かっぱの書棚

ライトノベルの感想などを書きます

29とJK 8 ~そして社畜は今日も働く~/裕時 悠示

 

29とJK8 ~そして社畜は今日も働く~ (GA文庫)
 

 お気に入り度:★★★★★

 

<感想>

社畜とJKが織りなすお仕事ラブコメ完結!!

「これだけは言っておきます。社畜にプライドはないが、魂はある」
尊敬していた編集者、御旗と訣別し、自社のサイトでお仕事小説の連載を発表した槍羽。執筆を担当の花恋は、取材のため、変装してコールセンターの現場で働くことに。

「――この程度で済むと思うなよ」
御旗の影響力により、様々な妨害を受ける槍羽だったが、思わぬ周囲の助けもあり、準備を進めていく。
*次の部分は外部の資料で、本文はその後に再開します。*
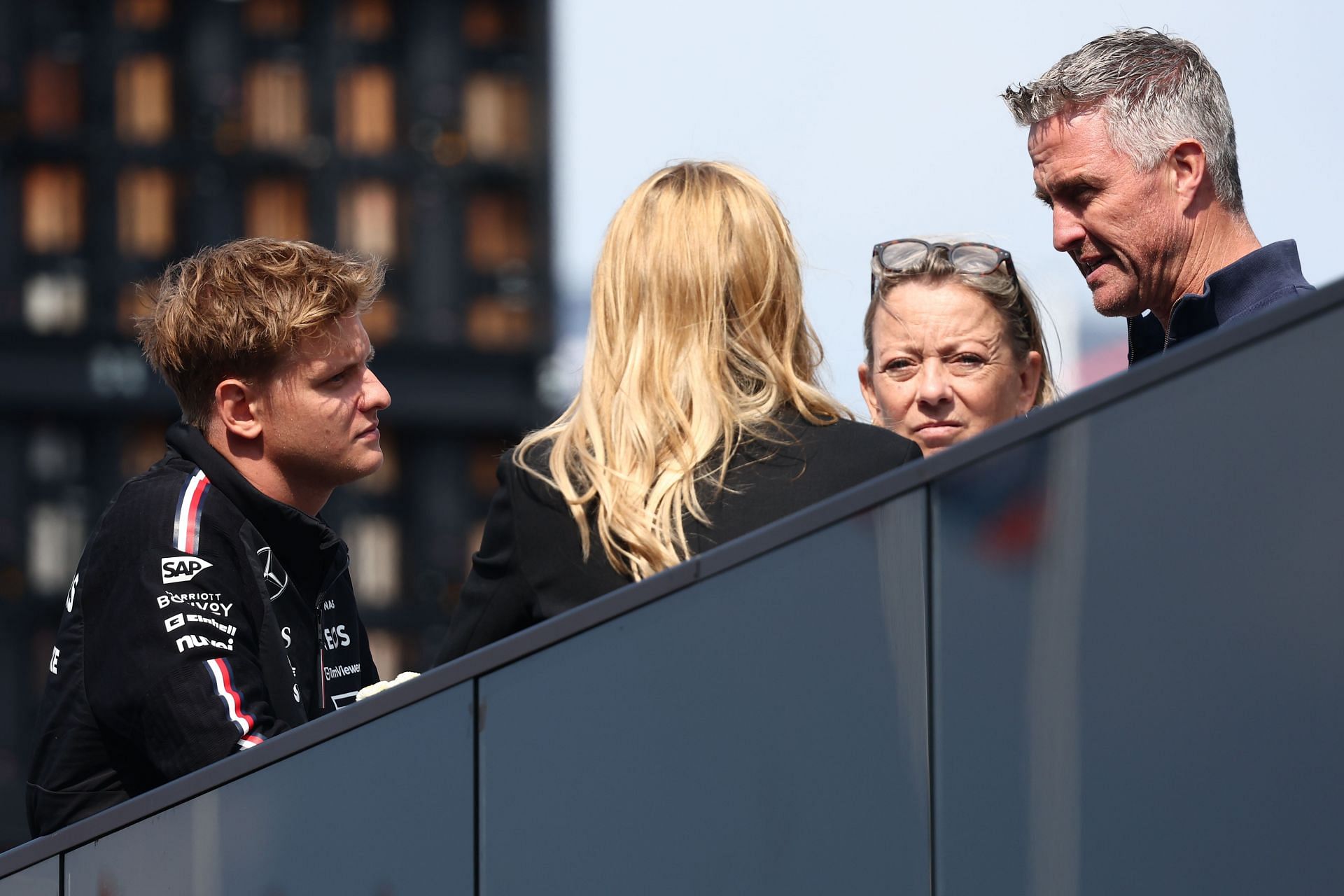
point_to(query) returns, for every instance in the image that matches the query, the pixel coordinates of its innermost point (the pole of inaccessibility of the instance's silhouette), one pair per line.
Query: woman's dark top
(531, 566)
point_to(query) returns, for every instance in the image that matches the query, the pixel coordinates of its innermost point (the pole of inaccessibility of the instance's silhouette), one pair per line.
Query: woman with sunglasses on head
(953, 342)
(699, 415)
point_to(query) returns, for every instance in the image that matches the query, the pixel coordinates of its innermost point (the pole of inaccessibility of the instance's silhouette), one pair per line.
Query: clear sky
(873, 120)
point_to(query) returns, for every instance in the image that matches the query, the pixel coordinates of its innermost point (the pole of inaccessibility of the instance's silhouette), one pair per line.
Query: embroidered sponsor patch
(182, 568)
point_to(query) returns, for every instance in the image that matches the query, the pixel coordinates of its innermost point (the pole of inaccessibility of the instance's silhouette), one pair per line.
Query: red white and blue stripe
(186, 526)
(223, 678)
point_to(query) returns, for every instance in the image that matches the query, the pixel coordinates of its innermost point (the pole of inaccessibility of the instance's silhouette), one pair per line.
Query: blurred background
(482, 147)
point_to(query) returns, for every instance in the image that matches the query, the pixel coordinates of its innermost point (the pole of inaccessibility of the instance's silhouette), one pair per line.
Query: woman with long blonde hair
(699, 415)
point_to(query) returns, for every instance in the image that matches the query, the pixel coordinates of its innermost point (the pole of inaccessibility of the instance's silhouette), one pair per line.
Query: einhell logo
(182, 568)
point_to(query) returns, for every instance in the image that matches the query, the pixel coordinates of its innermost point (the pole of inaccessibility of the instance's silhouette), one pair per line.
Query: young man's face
(320, 412)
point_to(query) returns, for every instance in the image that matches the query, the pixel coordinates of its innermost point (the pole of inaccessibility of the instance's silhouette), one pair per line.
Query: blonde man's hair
(238, 309)
(696, 342)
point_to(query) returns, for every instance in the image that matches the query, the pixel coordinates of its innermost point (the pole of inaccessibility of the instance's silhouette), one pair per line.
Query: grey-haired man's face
(1117, 223)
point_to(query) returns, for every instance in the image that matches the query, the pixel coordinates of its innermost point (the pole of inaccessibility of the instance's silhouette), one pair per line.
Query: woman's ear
(1028, 381)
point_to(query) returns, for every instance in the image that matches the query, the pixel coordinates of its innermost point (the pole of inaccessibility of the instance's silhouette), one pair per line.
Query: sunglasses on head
(911, 257)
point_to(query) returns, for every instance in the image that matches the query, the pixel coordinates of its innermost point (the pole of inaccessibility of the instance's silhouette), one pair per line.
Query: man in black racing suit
(213, 609)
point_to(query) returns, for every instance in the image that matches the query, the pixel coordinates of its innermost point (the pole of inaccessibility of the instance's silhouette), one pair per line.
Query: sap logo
(182, 568)
(70, 594)
(336, 637)
(190, 641)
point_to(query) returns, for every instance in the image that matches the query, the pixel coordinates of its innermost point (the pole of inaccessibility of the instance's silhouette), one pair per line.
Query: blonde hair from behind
(238, 309)
(698, 339)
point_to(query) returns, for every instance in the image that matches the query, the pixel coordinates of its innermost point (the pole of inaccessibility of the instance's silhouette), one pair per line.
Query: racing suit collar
(307, 543)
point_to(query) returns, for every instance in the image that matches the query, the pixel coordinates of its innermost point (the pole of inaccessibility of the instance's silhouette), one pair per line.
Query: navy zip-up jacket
(1266, 277)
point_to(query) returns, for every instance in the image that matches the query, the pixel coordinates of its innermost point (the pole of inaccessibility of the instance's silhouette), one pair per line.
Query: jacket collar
(305, 543)
(1250, 281)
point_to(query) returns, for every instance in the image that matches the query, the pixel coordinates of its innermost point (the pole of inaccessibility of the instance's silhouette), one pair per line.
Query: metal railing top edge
(496, 656)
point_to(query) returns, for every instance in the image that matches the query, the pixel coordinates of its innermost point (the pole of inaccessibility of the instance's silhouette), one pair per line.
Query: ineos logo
(274, 574)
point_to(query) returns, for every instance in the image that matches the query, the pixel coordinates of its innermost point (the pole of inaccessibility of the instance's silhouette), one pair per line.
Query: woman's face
(942, 365)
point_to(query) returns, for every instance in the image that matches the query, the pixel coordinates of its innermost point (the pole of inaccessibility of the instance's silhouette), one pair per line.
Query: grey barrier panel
(1139, 641)
(762, 731)
(382, 809)
(42, 879)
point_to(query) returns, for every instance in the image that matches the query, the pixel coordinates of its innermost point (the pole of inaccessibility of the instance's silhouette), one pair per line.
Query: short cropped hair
(238, 311)
(1155, 89)
(1009, 295)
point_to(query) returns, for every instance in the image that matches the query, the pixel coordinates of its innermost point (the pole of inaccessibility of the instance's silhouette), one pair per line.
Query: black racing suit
(203, 618)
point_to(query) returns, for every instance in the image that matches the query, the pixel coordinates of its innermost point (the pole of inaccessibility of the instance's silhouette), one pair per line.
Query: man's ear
(237, 407)
(1190, 171)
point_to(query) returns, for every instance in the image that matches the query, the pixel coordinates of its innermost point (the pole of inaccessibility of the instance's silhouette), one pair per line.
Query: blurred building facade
(134, 132)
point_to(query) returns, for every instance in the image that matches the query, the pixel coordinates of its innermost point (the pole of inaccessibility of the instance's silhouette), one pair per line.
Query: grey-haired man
(1132, 147)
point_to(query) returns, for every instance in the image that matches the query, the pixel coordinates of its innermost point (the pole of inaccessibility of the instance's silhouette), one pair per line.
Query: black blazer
(530, 566)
一方、御旗の会社より、損害賠償に関しての連絡が届き、鋭二と御旗は、直接対決することとなった――。
「人は、いつだって、自分が今いる場所を踏みしめるしかない」
〝禁断の〟年の差ラブコメ第8弾!

完結が寂しいと思ったのは僕だけではないでしょう。既存シリーズの作品のなかでも大好きな作品だっただけにつらい気持ちもありますが社畜物語の完結に拍手を送りたい。

 

シリーズ開始こそ流行りの年の差ラブコメなんでしょ? と高をくくっていた僕ではありますが、立ちはだかる壁に立ち向かう雄々しい物語であったり、大人になってできるようになったこととできなくなったことであったり、その余りの熱量に虜にされた一人でした。

 

最後までぶれずにポップなラブコメに振るのではなくて、夢という呪縛から解き放たれた大人の物語として描き切ったのは最高のラストだと感じました。

 

シリーズ全体のことを話し始めればキリがないので本巻の話をしますが、僕は御旗廉太郎のことをどうしても嫌いになれない。確かにイヤな奴だ。汚いことだってするし、誠実じゃないように受け取れたりもする。

 

けれど、それは彼があまりに純粋すぎたからなんだろうと読み終わった今では思う。こんなに面白い物語が売れないのはおかしい。出版不況の今日だからこそ、読者の僕らだって度々思うことだ。人気低迷、打ち切り、絶版。僕らの大好きな作品が今日も多くの人に掘り当ててもらえずに眠る毎日だ。

 

だったら誠心誠意、真心を込めて、それも自身の子供かのように育てた間違いなく面白いはずの作品が売れなかったとき、作者や編集者の胸にわだかまる感情への名前の付け方を僕は知らない。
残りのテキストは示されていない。